Lewis’ history, at least among boxing fans, is common knowledge. He came after the reigns of two of the most dynamic heavyweight champions in modern times – Mike Tyson and Evander Holyfield. Both transcended the sport, and their shortcomings only added to their appeal. Tyson was a ferocious puncher with a violent back history and, depending on your opinion, a tragic figure or a product of his time. Holyfield represented all that seemed good about the sport. His will to win seemed indomitable. And the fact that he was smaller than nearly everyone he fought lent an almost David and Goliath charge to every match he was involved in. And then there was Lewis. Huge, cumbersome and more often than not, boring. So many of his matches were so pedestrian that people just didn’t respond. And he wasn’t quite the wit either. Neither was he the demonic character that could attract attention. In fact his aloofness bordered on arrogance, and many people simply disliked him.

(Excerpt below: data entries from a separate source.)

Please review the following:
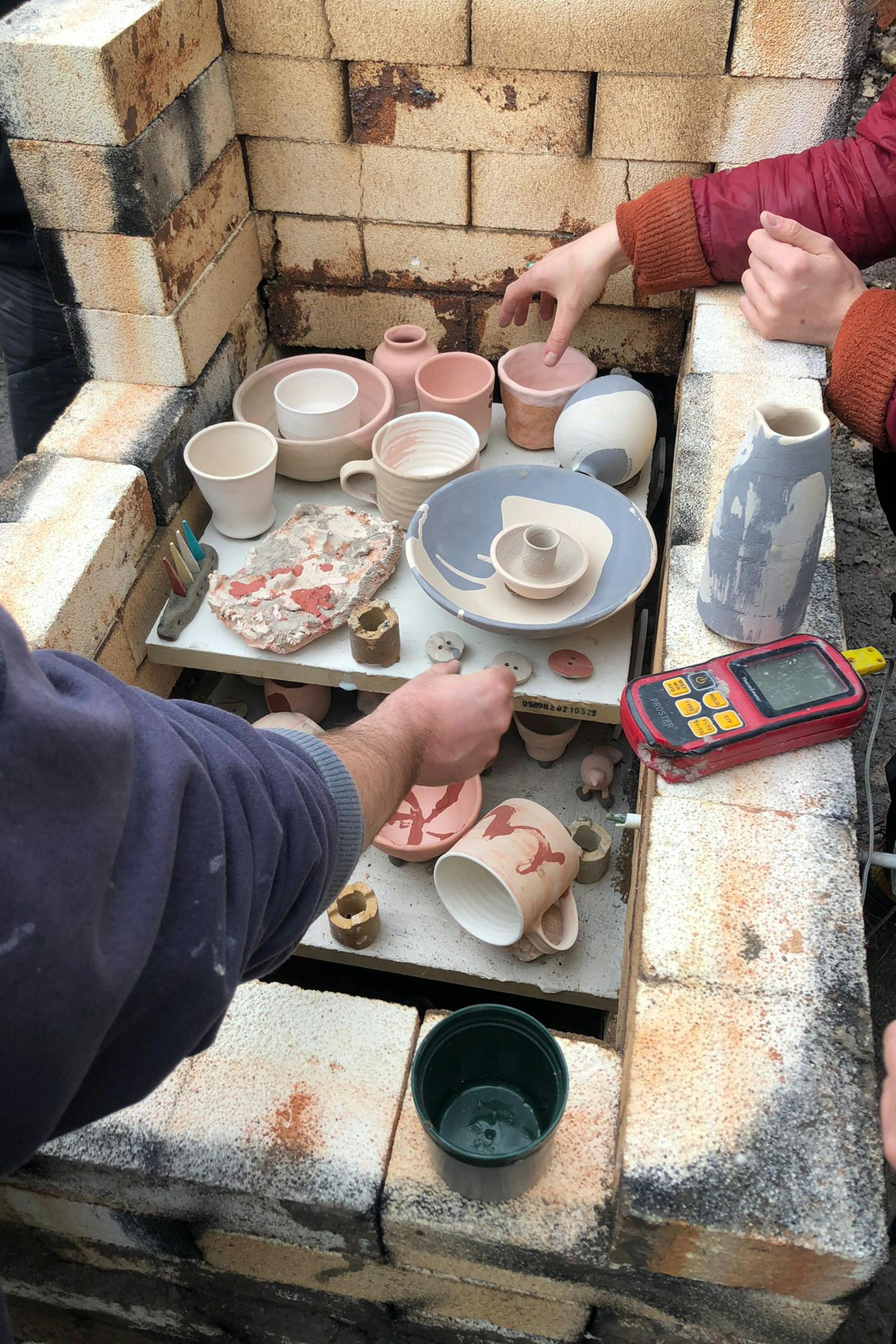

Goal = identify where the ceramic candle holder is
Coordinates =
[274,368,361,442]
[373,774,482,863]
[414,349,494,452]
[339,411,480,527]
[373,325,437,415]
[184,421,277,538]
[434,798,582,948]
[490,523,588,601]
[498,341,598,448]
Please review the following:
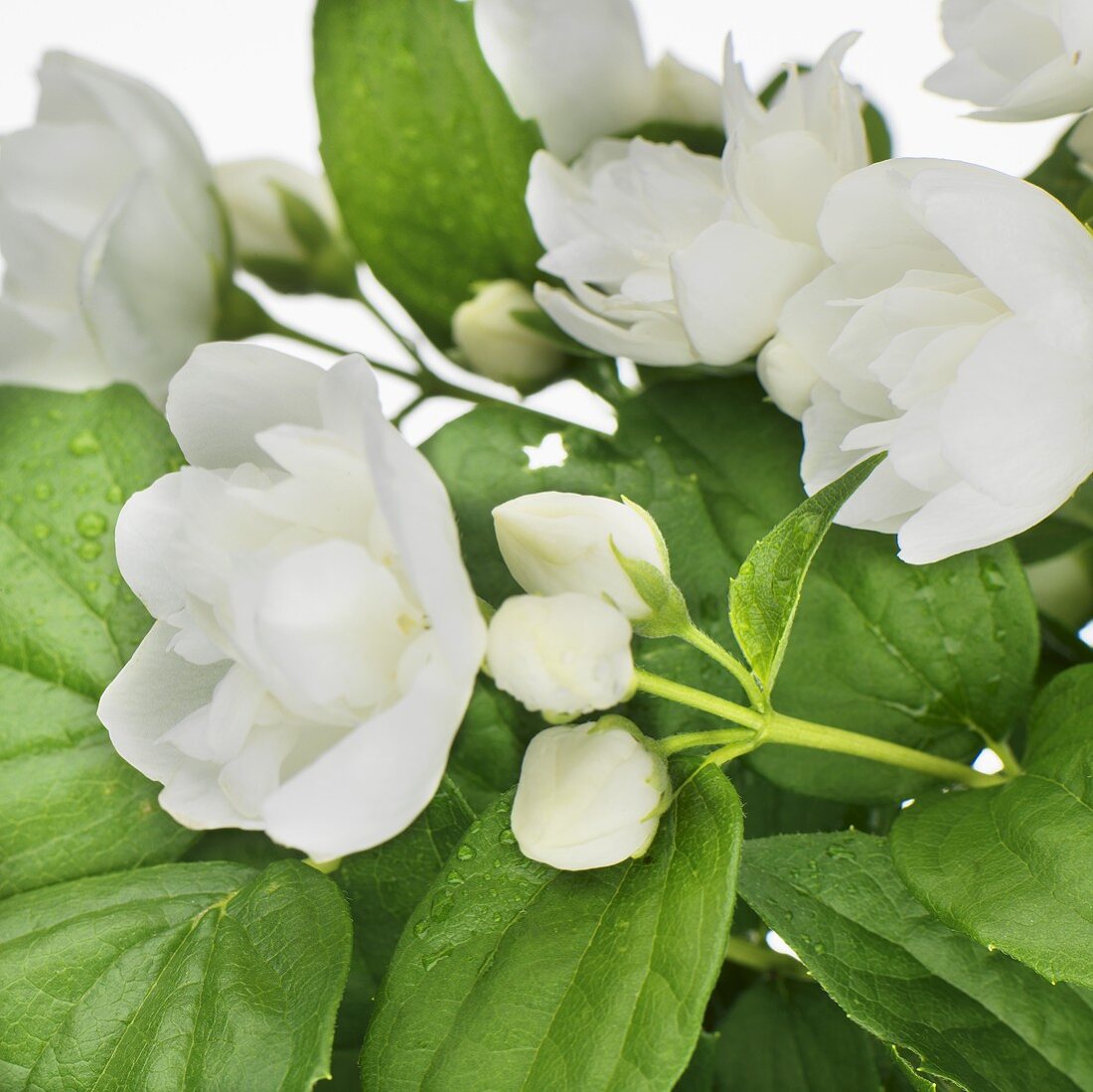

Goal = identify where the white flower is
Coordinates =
[487,591,634,716]
[215,159,342,273]
[474,0,720,160]
[926,0,1093,121]
[513,717,671,871]
[760,160,1093,564]
[99,345,485,860]
[527,35,869,365]
[493,493,668,621]
[451,281,565,389]
[0,53,227,405]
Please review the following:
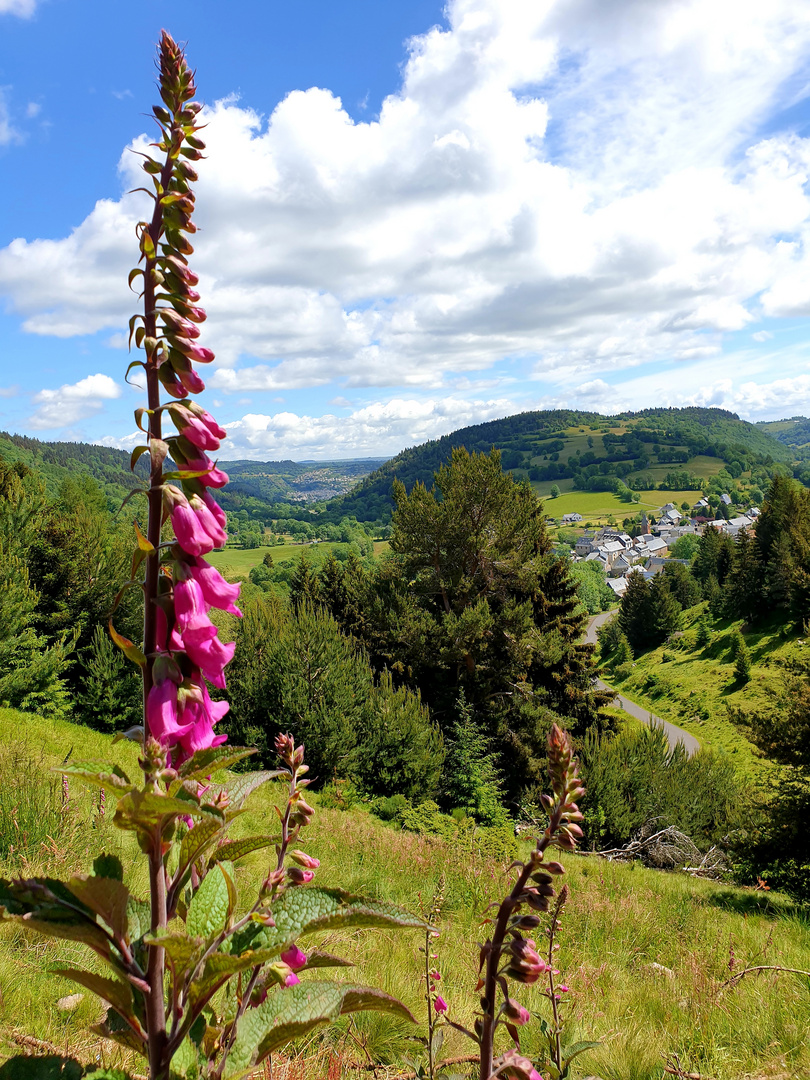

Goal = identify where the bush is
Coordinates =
[580,727,743,849]
[372,795,410,821]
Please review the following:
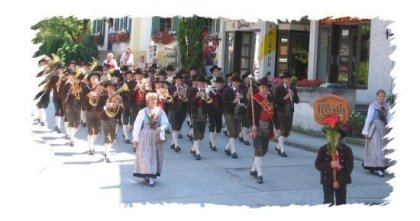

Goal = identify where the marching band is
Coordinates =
[34,55,298,183]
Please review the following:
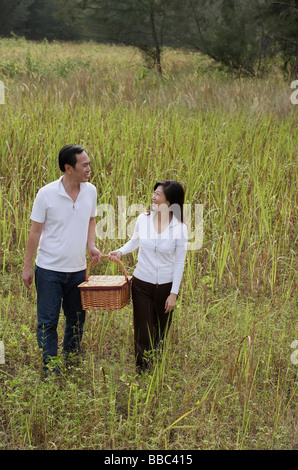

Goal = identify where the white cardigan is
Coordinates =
[118,212,187,294]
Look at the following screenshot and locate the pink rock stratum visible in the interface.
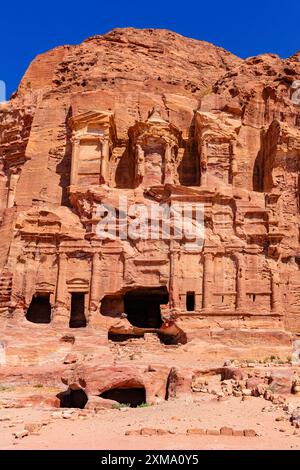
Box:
[0,28,300,448]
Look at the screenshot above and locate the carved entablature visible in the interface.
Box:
[69,111,117,192]
[263,120,300,192]
[129,108,182,187]
[195,111,241,184]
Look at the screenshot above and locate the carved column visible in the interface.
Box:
[202,253,214,312]
[7,168,20,208]
[235,253,247,311]
[169,248,180,309]
[88,252,101,324]
[200,140,208,185]
[53,253,69,320]
[100,138,109,184]
[23,252,36,307]
[135,144,145,186]
[70,137,80,185]
[271,267,283,314]
[164,144,174,184]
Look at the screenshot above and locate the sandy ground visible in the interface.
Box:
[0,393,300,450]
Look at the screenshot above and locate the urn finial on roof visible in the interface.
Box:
[147,106,166,122]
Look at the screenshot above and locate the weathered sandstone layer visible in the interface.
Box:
[0,28,300,404]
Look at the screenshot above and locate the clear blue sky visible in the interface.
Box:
[0,0,300,95]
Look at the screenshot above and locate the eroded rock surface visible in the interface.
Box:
[0,28,300,403]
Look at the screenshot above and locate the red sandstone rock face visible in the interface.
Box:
[0,28,300,368]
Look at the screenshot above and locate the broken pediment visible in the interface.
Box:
[69,111,117,192]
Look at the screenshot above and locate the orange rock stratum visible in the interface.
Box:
[0,28,300,408]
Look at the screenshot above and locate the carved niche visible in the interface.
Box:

So Lennox follows two exciting, crowd-pleasing champions and becomes overshadowed by their achievements and lost in the criticism of sportswriters and hardened boxing fans because he is a boxer who fights, most often, on the side of caution. Unfortunately the sport of boxing revolves and frowns on caution. It is a sport that revolves around violence. And when he loses in shocking fashion against Hasim Rahman and Oliver McCall, his critics pounce and finger-point at his apparent mediocity. When he beats them in rematches, it doesn’t matter. An albatross is hung around his neck and Lewis himself seems unwilling to fight against it. He becomes even more emotionally distant and arrogant. And then, unprepared, weary and closing in on forty years of age, he engages in a life and death struggle with Vitali Klitschko. He wins, but in spite of the heroism of his effort, in many courts he’s denigrated as a fraud.
What must he have been thinking? He gives the fans, and his critics, what they want – a brawl that proves his worth – and still they scoff.
What must he have been thinking?
He was thinking, the hell with it.
Lennox Lewis will never be remembered in the bright, passionate light of a Muhammad Ali, Joe Louis or Jack Dempsey. Those fighters transcended their eras. They were larger than life figures who came to represent the turbulent times they lived and fought in. He also won’t be remembered as fondly as Mike Tyson of Evander Holyfield. Those fighters transcended the sport at a time when boxing had lost it’s hold on the world of sports. Lewis will be remembered much as Larry Holmes is remembered. Holmes, lost in the shadow of Ali, became a great professional fighter and a dominant heavyweight champion – but a forgotten champion. What fight fan can forget Gerry Cooney, the proverbial “white hope,” being introduced last in his title fight with Holmes in 1982? The champion is always introduced last, but Holmes, unpopular, simply wasn’t accorded the respect deserved of a champion on the biggest night of his life. Most of it had to do with race, some of it had to do with the fact that he simply wasn’t liked. But it was an unconscionable mistreatment of a fighter who so craved respect. It wasn’t Cooney’s fault, and he fought valiantly that night. But every true boxing fan nodded their head in appreciation when Holmes, a great, underappreciated fighter, beat his challenger down and knocked him out in the thirteenth round.
So Lewis’ final fight is a sloppy, thrilling battle against a big, tough guy and he wins. Somehow that doesn’t seem so bad. His critics will forever question him and his credentials seem questionable when you consider that the best fighters he fought were either past their primes or not quite that good to begin with. But the fact remains, he lost only twice throughout his professional career and he beat both of those fighters in rematches. Even the staunchest of critics must give Lewis credit for that.
Was he a great heavyweight champion? That question is open to debate. Was he an exciting fighter? It always depended on his opponent and his mood. Is he worthy of the boxing world’s respect? You’re damn right he is. Like him or not, Lennox Lewis proved himself to be just good enough to survive as the best heavyweight of the last decade. And that says a lot because he beat some damn good fighters. He can walk off into the sunset a rich man with all his faculties intact. Yet he will never be remembered as fondly as some of his predecessors simply because he was too much like the rest of us – an ordinary man just doing his job.